Un aventurier ayant participé à la révolution mexicaine décide maintenant de retourner dans son Texas natal pour s'y fixer. A la frontière, il s'arrête dans une petite ville dont le juge, le barman et le shérif sont de la même famille. Pour avoir pris la défense d'un mexicain venant de commettre un meurtre sur la personne du fils du juge, il se trouve malgré lui emporté dans un tourbillon de jeu de dupes entre les trois frères qui espèrent chacun récupérer la rançon que le riche père du criminel doit apporter en échange de la vie de son fils...

J'ai parlé à plusieurs reprises ces derniers jours d'une certaine filiation entre les westerns de Boetticher et ceux de Leone.
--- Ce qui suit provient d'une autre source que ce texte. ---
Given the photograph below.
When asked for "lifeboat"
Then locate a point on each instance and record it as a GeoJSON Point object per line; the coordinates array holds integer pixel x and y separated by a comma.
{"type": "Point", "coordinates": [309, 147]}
Alors que dans les autres films, elle se situerait au niveau plastique, elle est encore plus flagrante ici mais cette fois plus dans le fond que dans la forme. Charles Lang a écrit un scénario à l'ironie constante et qui, avant Yojimbo, aurait très bien pu inspirer le réalisateur italien pour l'intrigue de Pour une poignée de dollars. En effet, le Buchanan de Randolph Scott, comme l'homme sans nom de Leone, se trouve coincé entre deux camps qu'il va petit à petit se faire entretuer. L'humour est sans cesse présent sans jamais faire sombrer le film dans la lourdeur ou le burlesque comme je l'ai lu ici et là ; c'est l'ironie constante et la répétition des situations qui est à son origine (le barman bedonnant et couard courant sans cesse d'un de ses frères à l'autre suivant 'le vent'). A côté de ça, le scénario, rocambolesque à souhait, est parfaitement bien mené, les scènes d'action ne manquent pas de punch et l'interprétation est globalement excellente que ce soit les premiers ou seconds rôles ; il s'agit vraiment d'une constante du cinéaste que de faire vivre autant de personnages sans en sacrifier un plus que l'autre.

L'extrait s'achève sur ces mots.